Fortnight ago, in the massive office building owned by Chicago's Daily News, Publisher William Franklin (''Frank") Knox, Republican candidate for Vice
President in 1936, stared at an AP dispatch which carried no logotype. Colonel Knox's face, normally ruddy and smiling, became ruddy and grim. He strode into his office, whose walnut panels once adorned the private library of late News Publisher Victor Lawson. Popping down before his little typewriter beside his great desk, Publisher Knox jangled the keys. In rare rough rider style he rattled off an editorial ripping into AP--the great press association of which Publisher Victor Lawson was founder, of which Melville Stone (founder of the News) was long general manager.

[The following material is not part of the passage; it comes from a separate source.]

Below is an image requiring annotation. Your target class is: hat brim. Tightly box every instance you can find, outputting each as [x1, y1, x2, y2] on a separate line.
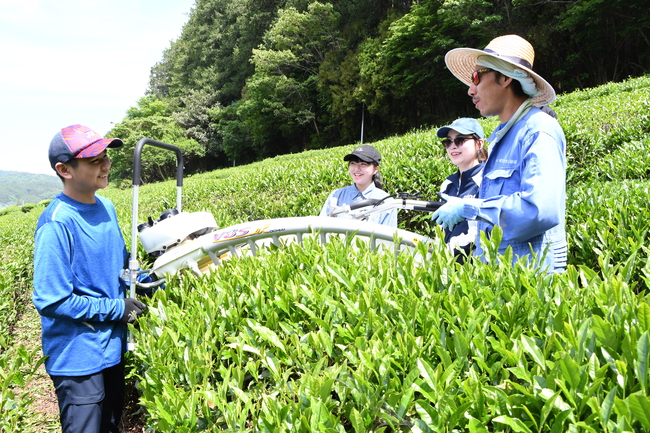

He wrote:
"Since Melville Stone's death the organization has been experimenting, not always to the benefit of its old reputation. However, to those who knew and admired the AP tradition, it comes as a shock to learn that the management is now offering to members a new Washington column of such doubtful ethical quality that the AP is not even willing to take public responsibility for it. . . . A gossip column . . . the lowest form of journalism! . . . Shades of Victor Lawson! . . ."
Under zestful Melville Elijah Stone for 25 years, the accent of AP was on straight news. But because of the changing needs of its member newspapers AP gradually added comics, comment, cookery, other "features." One offering, used regularly by over 100 of the 1,400 dailies, is "Washington Daybook," launched eight years ago under General Manager Kent Cooper's dictum that it should not be ''spontaneous news, but clean anecdote, humor and history." Fourteen months ago AP's feature chief, Hearst-trained William T. McCleery, assigned Preston Grover to apply his salty Utah touch to this Capitol comment. Not gossipy but increasingly spicy, Preston Grovers column attempts humor, shuns scandal, specializes in harmless speculation.
The righteous and revered late publisher of the New York Times, Adolph Simon Ochs, early suggested that the pregnant logotype be omitted on AP feature stories. Since last May AP has circularized its members saying: "NO LOGOTYPE PLEASE! Editors: In the interests of providing a livelier Washington column than would be possible under strict adherence to the rules of Associated Press reporting, Preston Grover is being given a latitude of expression which makes it mandatory that the AP logotype be omitted from his copy."
Although he discovered this fact belatedly Publisher Knox acted in haste. In doing so he broke an unwritten rule: no AP member complains about policies publicly without first mumbling his grievances before AP's board of directors. But the Knox distaste for calumny was well-fed while he stumped for Alf Landon during the grueling days leading up to last Nov. 3, and he had acquired an acute distaste for all those whom he considers journalistic scavengers. In addition the Colonel is known to boast that 75% of his wire news is selected from the United Press, a well-paying tenant in the News Building.
At the October meeting of AP's solemn board Publisher Knox will learn whether he can vent his personal ire without challenge from AP. That he cannot was indicated last week when AP, clucking proudly, asserted in trade paper advertisements that Preston Grover's daily stint is ''A credit to American journalism . . . logotype or no logotype."